A small penalty, say, if you’re waiting on a big check from a client that’s due a week after taxes are due, may be less of a burden than the fees associated with setting up a payment plan.
“It definitely depends on the individual,” he says.
The One Thing You Must Do So This Never Happens Again
“I never want to do this again,” I muttered as I slapped stamps on all the check-laden envelopes I mailed out in late March. “Never.”

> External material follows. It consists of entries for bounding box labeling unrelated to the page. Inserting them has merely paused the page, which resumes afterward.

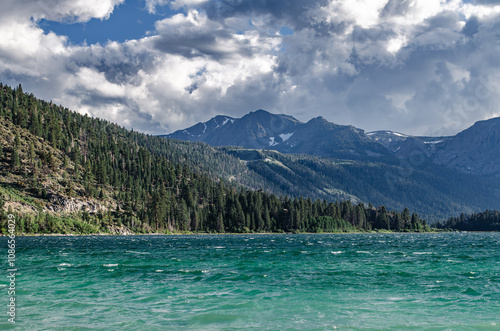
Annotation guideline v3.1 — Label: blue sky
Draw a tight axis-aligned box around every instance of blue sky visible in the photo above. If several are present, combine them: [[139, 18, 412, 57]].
[[0, 0, 500, 135], [38, 0, 174, 44]]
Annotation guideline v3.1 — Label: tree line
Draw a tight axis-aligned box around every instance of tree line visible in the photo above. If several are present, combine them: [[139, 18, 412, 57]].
[[0, 84, 428, 233]]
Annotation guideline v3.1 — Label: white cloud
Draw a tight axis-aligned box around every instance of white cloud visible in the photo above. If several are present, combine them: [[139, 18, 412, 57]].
[[0, 0, 500, 134]]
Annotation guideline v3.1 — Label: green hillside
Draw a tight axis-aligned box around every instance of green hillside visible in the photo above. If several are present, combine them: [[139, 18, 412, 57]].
[[0, 85, 426, 233]]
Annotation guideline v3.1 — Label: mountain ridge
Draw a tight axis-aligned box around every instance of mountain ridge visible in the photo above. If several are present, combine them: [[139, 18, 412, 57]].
[[162, 109, 500, 176]]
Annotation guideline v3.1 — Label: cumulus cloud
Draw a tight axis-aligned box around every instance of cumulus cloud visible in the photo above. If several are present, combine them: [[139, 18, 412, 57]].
[[0, 0, 500, 135]]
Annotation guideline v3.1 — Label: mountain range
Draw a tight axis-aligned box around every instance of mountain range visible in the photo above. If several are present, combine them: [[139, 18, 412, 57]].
[[162, 110, 500, 220], [163, 109, 500, 176]]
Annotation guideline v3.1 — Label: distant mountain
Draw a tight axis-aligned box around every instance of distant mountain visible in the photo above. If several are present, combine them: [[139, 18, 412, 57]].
[[432, 118, 500, 176], [367, 118, 500, 176], [163, 109, 391, 159], [166, 110, 500, 220]]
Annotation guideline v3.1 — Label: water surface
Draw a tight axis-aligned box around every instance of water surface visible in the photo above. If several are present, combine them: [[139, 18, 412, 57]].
[[0, 233, 500, 330]]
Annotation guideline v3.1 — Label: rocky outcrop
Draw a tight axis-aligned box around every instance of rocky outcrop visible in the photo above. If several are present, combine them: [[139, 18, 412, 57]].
[[45, 193, 108, 213]]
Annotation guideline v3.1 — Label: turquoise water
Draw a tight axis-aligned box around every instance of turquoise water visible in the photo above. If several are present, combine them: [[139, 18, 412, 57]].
[[0, 233, 500, 330]]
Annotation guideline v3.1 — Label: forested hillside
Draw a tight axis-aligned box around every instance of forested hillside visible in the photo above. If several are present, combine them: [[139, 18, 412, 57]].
[[0, 85, 427, 233], [437, 210, 500, 231]]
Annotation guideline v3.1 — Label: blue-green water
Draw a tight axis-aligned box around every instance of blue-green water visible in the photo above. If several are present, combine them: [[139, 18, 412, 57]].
[[0, 233, 500, 330]]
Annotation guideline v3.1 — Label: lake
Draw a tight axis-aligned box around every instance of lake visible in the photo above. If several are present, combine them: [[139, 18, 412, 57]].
[[0, 233, 500, 330]]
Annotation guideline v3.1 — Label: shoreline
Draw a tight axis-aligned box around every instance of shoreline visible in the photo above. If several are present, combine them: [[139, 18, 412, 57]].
[[0, 231, 476, 237]]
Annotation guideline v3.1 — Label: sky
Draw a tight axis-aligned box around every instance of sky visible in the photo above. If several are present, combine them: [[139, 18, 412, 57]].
[[0, 0, 500, 136]]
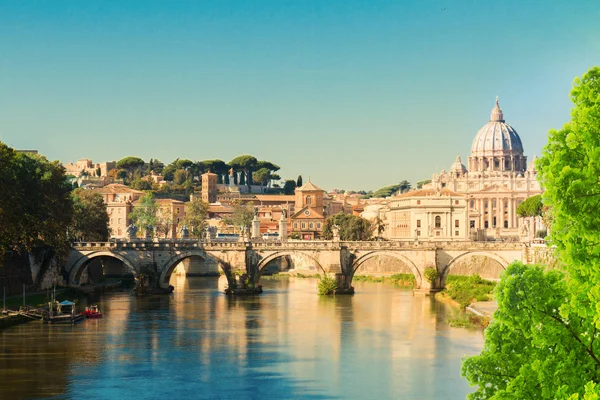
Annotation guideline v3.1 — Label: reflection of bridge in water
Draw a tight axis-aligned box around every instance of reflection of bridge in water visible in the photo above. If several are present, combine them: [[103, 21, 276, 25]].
[[65, 239, 551, 290]]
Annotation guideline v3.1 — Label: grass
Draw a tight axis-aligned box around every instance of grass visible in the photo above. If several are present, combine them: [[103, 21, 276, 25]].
[[352, 274, 415, 288], [444, 274, 496, 310]]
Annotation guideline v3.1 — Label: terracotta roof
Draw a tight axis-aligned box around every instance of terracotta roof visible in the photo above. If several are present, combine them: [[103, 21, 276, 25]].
[[256, 194, 296, 202], [94, 183, 146, 195], [296, 179, 324, 192], [395, 189, 465, 199]]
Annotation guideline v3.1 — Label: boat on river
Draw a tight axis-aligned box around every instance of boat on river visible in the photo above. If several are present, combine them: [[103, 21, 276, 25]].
[[44, 300, 85, 324], [85, 304, 102, 319]]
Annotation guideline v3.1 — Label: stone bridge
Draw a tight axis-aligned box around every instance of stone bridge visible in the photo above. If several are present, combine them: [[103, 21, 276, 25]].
[[65, 239, 551, 291]]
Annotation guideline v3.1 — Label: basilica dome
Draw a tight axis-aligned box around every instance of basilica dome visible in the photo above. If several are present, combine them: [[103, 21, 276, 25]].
[[471, 99, 523, 156]]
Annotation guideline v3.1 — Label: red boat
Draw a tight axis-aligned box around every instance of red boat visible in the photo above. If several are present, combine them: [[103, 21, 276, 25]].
[[85, 305, 102, 318]]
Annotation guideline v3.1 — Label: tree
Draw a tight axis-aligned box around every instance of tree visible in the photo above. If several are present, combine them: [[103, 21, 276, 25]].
[[323, 212, 373, 240], [417, 179, 431, 189], [68, 189, 109, 242], [0, 142, 73, 259], [116, 156, 146, 180], [229, 154, 258, 186], [183, 198, 208, 238], [283, 179, 296, 195], [223, 200, 254, 234], [463, 67, 600, 400], [129, 193, 158, 234]]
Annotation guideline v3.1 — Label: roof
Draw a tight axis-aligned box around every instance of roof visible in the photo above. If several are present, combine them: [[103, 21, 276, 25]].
[[94, 183, 146, 195], [256, 194, 296, 202], [395, 189, 465, 199], [291, 207, 325, 219], [296, 179, 324, 192]]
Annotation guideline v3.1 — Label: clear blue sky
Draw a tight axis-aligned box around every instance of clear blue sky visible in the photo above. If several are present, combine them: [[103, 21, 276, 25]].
[[0, 0, 600, 190]]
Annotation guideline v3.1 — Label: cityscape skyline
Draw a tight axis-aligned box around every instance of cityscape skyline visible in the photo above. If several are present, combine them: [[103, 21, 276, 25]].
[[0, 1, 600, 190]]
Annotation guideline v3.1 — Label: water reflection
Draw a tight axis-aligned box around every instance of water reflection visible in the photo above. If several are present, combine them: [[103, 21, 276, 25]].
[[0, 276, 483, 399]]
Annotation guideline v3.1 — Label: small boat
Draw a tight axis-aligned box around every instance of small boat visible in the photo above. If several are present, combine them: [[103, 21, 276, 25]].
[[44, 300, 85, 324], [85, 304, 102, 318]]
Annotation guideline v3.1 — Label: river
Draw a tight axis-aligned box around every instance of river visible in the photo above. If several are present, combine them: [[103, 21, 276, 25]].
[[0, 276, 483, 400]]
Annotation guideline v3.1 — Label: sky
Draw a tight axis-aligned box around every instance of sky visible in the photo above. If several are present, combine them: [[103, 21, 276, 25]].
[[0, 0, 600, 190]]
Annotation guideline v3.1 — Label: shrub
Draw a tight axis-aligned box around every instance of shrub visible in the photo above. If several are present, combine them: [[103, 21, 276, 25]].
[[317, 275, 337, 295]]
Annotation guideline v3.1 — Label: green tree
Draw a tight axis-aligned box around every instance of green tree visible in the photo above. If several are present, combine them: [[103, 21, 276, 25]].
[[129, 193, 158, 233], [323, 212, 373, 241], [183, 198, 208, 238], [283, 179, 296, 195], [517, 194, 542, 217], [463, 67, 600, 399], [116, 156, 146, 180], [68, 189, 109, 242], [223, 200, 254, 234], [229, 154, 258, 186]]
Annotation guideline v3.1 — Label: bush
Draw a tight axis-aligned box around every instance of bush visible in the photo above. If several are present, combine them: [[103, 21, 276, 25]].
[[423, 267, 440, 283], [317, 275, 337, 295]]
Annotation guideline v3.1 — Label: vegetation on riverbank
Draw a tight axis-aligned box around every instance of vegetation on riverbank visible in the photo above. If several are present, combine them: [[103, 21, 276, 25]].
[[443, 274, 496, 310]]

I asked my roommates to say goodbye to my money as I walked to the mailbox. Then I asked the pros how to avoid tax surprises altogether.
“If a freelancer can go out and be proactive about how they manage their business, you know what problems you have ahead of time. You’re not going to be surprised by things,” Emmerman says.
He recommends setting aside and saving a full 30% of your freelance income to be prepared for tax season.
Then, make a date with your accountant when it’s not tax season.
“Use your tax return to plan for next year, but also check in in the late summer or early fall to look at your earnings and tax liability,” Peters advises.
That way, if you’re having an amazing freelancing year (or a really slow one), you’ll be ready to handle it when it’s time for the paperwork.
Your Turn: Have you ever been slammed with a huge, unexpected tax bill? How did you cope?
This post does not constitute tax advice. For specific advice, please see a tax professional.
Lisa Rowan is a writer, editor and podcaster based in Washington, D.C. She is grateful for all accountants, everywhere.